La Boschi ha arruolato anche il nuovo presidente della Repubblica, Sergio Mattarella, nel “partito della rottamazione”, o “partito della nazione” che dir si voglia: «Mattarella ha saputo rompere col passato al contrario di altri della sua generazione, è un rottamatore». Indubbiamente l’uscita del ministro non è stata delle più felici, quantomai alla luce del fatto che Mattarella, nel suo discorso di insediamento in Parlamento, si è definito un “arbitro” e non un “giocatore”, quindi come un attore sopra le parti, fedele solamente alla Costituzione della Repubblica italiana.
Mattarella non può essere un rottamatore, non solamente per limiti di età. Anche non esprimendo giudizi di merito, su una personalità che tutto il mondo politico ha definito come “perbene”, la sua storia parla chiaro, non lasciando adito al dubbio sulla sua provenienza e sulla sua radice politica. Se di epoche repubblicane si può parlare, nella confusione “etichettatrice” italiana, Mattarella è certamente un uomo della Prima Repubblica, un figlio di una stagione politica che, dopo Tangentopoli, sembrava esser diventata un reperto storico. L’avvocato divenuto il dodicesimo capo di Stato è stato in Parlamento dal 1983 al 2008, per la Democrazia Cristiana, poi per il Partito Popolare, per la Margherita ed infine per il Partito Democratico. È stato ministro dei Rapporti con il Parlamento (1987-1989), della Pubblica istruzione (1989-1990), vicepresidente del Consiglio (1998-1999) e ministro della Difesa (1999-2001). Dopodiché, dal 2011 al 2015, è stato giudice della Corte costituzionale.

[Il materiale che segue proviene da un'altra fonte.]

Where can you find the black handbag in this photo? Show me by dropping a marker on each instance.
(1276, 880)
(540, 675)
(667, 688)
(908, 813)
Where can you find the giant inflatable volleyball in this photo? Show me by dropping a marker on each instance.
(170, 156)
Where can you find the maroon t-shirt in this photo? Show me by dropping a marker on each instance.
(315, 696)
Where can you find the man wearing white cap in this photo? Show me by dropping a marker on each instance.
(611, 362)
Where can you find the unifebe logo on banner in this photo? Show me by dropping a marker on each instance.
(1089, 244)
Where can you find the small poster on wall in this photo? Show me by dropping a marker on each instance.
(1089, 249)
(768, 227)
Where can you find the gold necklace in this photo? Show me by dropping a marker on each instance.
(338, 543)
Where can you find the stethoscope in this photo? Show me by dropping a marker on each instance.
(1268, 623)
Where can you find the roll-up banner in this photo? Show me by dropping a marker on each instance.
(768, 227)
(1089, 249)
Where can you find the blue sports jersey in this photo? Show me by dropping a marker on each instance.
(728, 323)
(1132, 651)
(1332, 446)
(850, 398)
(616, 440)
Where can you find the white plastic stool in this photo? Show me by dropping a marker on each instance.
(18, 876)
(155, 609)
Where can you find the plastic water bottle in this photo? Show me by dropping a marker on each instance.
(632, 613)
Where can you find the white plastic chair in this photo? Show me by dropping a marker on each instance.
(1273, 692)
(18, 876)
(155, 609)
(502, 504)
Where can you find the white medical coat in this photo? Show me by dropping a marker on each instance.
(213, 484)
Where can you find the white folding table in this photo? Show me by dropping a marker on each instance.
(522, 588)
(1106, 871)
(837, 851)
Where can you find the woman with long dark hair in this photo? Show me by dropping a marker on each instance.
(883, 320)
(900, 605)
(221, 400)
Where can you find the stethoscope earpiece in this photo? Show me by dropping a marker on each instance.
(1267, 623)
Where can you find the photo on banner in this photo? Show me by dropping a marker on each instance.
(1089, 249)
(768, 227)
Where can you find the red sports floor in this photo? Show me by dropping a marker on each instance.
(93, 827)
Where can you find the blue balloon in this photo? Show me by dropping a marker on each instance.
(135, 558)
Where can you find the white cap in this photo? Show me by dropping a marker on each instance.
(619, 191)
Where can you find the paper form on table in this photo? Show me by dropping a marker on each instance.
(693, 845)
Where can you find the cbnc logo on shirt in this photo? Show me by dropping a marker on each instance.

È vero che da quando Matteo Renzi è salito al potere, da quando ha scalato le gerarchie del partito e si è insediato a Palazzo Chigi, la promozione a grado di “rottamatore” è stata distribuita a destra ed a manca, ma a tutto c’è comunque un fisiologico limite. Anche perché, proprio nel momento in cui le “stellette da rottamatore” si stanno scucendo dalle giacche di molti rappresentanti democratici, non sembra così azzeccata la scelta di trascinare anche il presidente della Repubblica nell’arena della partitocrazia.